毎年毎年、母の実家からはりんごが送られてくる。
夕食が終わると、母は毎回必ずりんごを剥いた。博信は父とそれを齧りながら、ぼんやりとテレビを見て、母は一人だけ洗い物をしていた。
反抗期になると、博信はそれを不快に思うようになった。
母はりんごを食べる事も、テレビを見る事もせず、よっつに割って、種を除いて、綺麗に赤い皮を切り取って、皿に乗せて、一口も食べずに、すっと台所へ消える。
まるでこれでは、自分や父の家政婦ではないかと思った。それをさせている父も、それを良しとする母も嫌いだったし、それでも怠惰に任せて、家事を手伝おうとしない自分にも嫌気が差した。
博信は両親のどちらとも頻繁に喧嘩をした。
大学は一人暮らしをするために、家から遠い所を受験した。
初めての一人の冬を迎えると、実家からりんごが送られてきた。
友人に分けても食べきる事が出来ずに、いくつか腐らせてしまった。
りんごは腐らせるから送らないで、と短くメールで母に伝えた。
りんごはそれから、送られてくる事は無かった。
博信はそのまま、実家に戻る事は無く、就職して、結婚し、子をもうけた。
両親とまったくの親交が無くなった訳ではなかったが、実家に帰ってもどこかぎくしゃくして居心地が悪いので、何かと言い訳を付けて、帰省しないようになっていた。
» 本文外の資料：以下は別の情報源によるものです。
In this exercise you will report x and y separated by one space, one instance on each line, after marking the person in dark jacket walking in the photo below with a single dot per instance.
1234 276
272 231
博信の子供が大学生になった時に、彼の母はがんに倒れた。
そしてそのまま、博信の子の卒業の前に、ひっそりと亡くなった。
納棺の時に、りんご農家の伯父がりんごを入れようとした。
「すみません、りんごは入れないでやって下さい。」
博信の父は、そう言った。
「こいつ、りんごが嫌いだったんですよ。両親と不仲だった事を思い出すからって。」
母の実家はりんご農家だった。
遺骨が焼きあがるまでの間に、博信はぼんやりと父とりんごを齧った。
「お前、りんご嫌いじゃなかったのか。」
そう父に訪ねられて、静かに首を横に振った。
久しぶりに食べたそれは、懐かしい味がした。